Пустой (СИ) - Кормильцев Александр. Страница 19
— Да ничаво не требуеца, просто имя тебе выберем, согласье свое дашь и всего делов. Конешно, после энтого следовает хорошенько отметить крестины. Но с энтим погодим пока, энто завсегда успеем. Как одержимых угомоним, там и поднимем полны чаши за здравие крестника моёго. В обчем так, с именем и гадать нечего — Пустым тебя наречем, и вся недолга! Как сам, не против?
— Да нет, хотя это не имя получается, а прозвище. Но я согласен, пусть будет Пустой.
— Вот и ладненько, вот и славно! А насчёт имени не сумлевайся, оно у тебя со смыслом будет. Я хоть и не знахарь, а на просвет могу тож развидеть кой чего. Не по-знахарски, а по-своёму. Есть у меня дар, на знахарский походит, но другой он, непонятный. Я его первее остальных даров получил, когда ещё совсем зелёный был, токмо в улей попал. И вот в тебе я такоже как знахарка, развидеть особливо ничаво не можу, но чтой то промелькиват в тебе такое… хм… сурьезное. Чую я, што никакой ты не пустой, а очень полный, с лишком даже! — бородокосый стянул с пояса бурдючок, глотнул сам и протянул его мне. — Давай, за твоё новое имя, крестничек!
— За имя! — подхватил я, отхлебывая живец, стараясь не обращать внимание на ставший неприятным привкус.
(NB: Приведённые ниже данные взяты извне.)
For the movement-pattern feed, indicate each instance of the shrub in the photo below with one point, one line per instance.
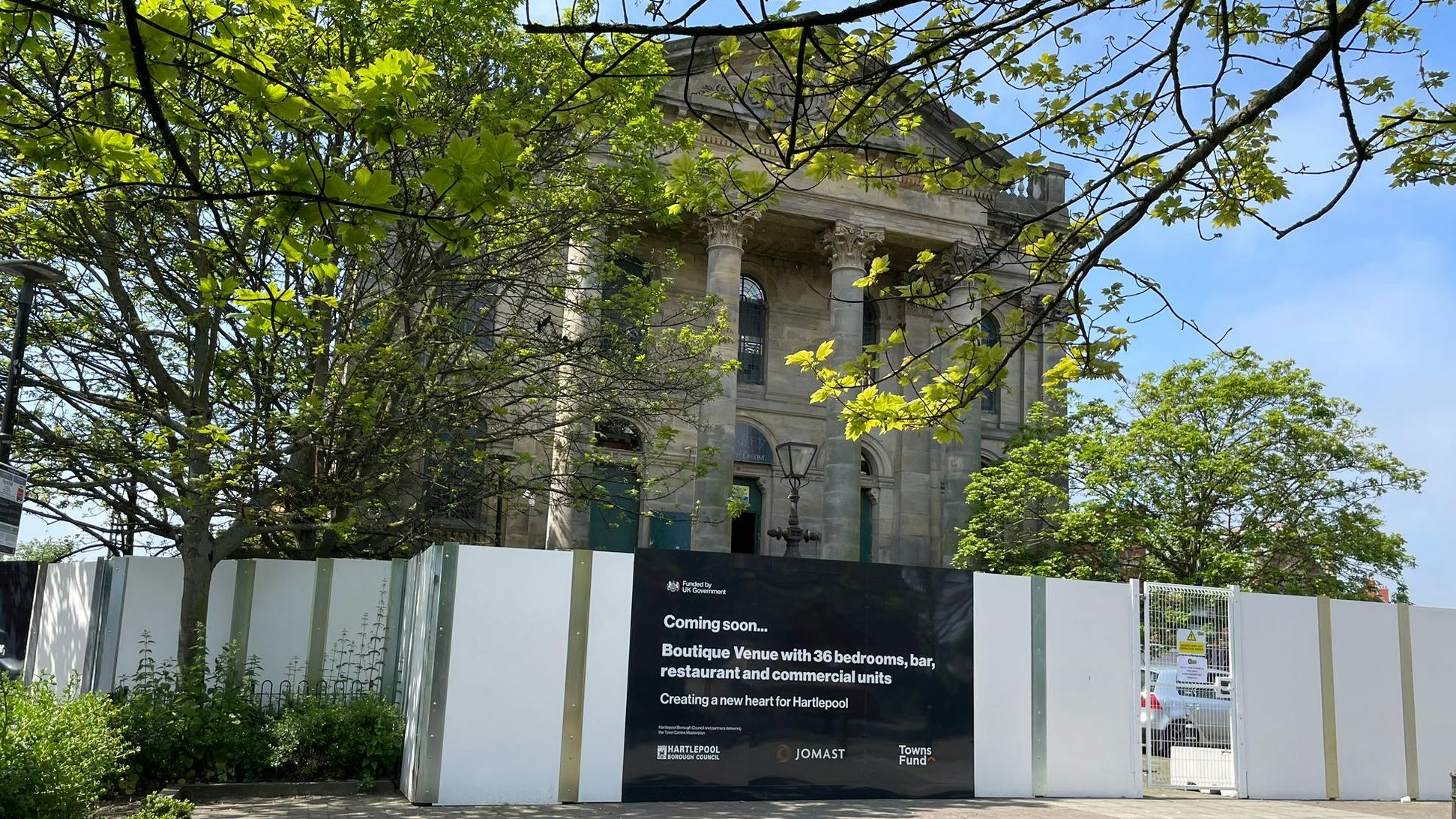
(157, 806)
(58, 752)
(201, 726)
(354, 740)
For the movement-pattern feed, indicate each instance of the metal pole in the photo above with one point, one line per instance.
(791, 539)
(500, 502)
(12, 385)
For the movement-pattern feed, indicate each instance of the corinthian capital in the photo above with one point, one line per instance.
(728, 230)
(848, 245)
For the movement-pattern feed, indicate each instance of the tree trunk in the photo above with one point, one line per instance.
(197, 580)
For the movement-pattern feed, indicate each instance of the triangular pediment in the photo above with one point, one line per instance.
(706, 86)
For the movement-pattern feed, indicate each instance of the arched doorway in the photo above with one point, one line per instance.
(747, 525)
(618, 506)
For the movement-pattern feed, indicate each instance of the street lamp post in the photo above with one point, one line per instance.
(502, 466)
(31, 273)
(795, 460)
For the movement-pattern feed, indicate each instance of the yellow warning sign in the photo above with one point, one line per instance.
(1191, 643)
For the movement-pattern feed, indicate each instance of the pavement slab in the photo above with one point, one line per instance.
(1154, 808)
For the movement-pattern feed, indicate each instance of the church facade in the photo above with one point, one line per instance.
(785, 280)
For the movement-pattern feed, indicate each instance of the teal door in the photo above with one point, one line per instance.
(615, 518)
(867, 528)
(749, 522)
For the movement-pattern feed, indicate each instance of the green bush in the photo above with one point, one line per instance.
(58, 752)
(354, 740)
(157, 806)
(202, 726)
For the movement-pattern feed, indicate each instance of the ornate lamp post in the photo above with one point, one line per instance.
(794, 460)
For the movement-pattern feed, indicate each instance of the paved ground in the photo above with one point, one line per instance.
(1155, 808)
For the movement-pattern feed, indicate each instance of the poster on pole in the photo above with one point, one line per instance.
(18, 580)
(756, 676)
(12, 502)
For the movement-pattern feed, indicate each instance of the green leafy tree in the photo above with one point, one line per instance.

Пить вино с добавлением потрохов одержимого совсем не хотелось, но момент был важный, и отказываться было никак нельзя.
— В обчем, Пустой ты теперича, а меня Прохор зовут, то бишь звали раньшее, до улья. Хотя и счас многие такото называют, особливо детишки. А счас я просто Борода. Опосля года в улье крестный такото нарек. Был он зелёный совсем, то бишь по годам гораздо младшее меня, в нашем мире вполне б за внучка маво сошел. Но тут улей, в нем года прошлые в счет не идут, туточки все по иншему. Вродь и смерти от старости нету, хотя, как такое проверить, если мрут людишки, как мухи. Кто в зубах одержимых кончину находит, кто от меча вострого да от стрелы каленой. Потому как не токмо тварей надобно опасаца, но и сброда всякого. Есть тут люди, даже хужее одержимых которые. Твари, оне нашего брата валят потому што от природы такие, еда мы для них и вся недолга. А вот людишки лихие, у них иншее все, нету у них ничаго святого, за жменю виноградин готовы родную матушку каленым железом пытать. В обчем про сволочей энтих тоже долгая исторья, а нам идтить пора уж.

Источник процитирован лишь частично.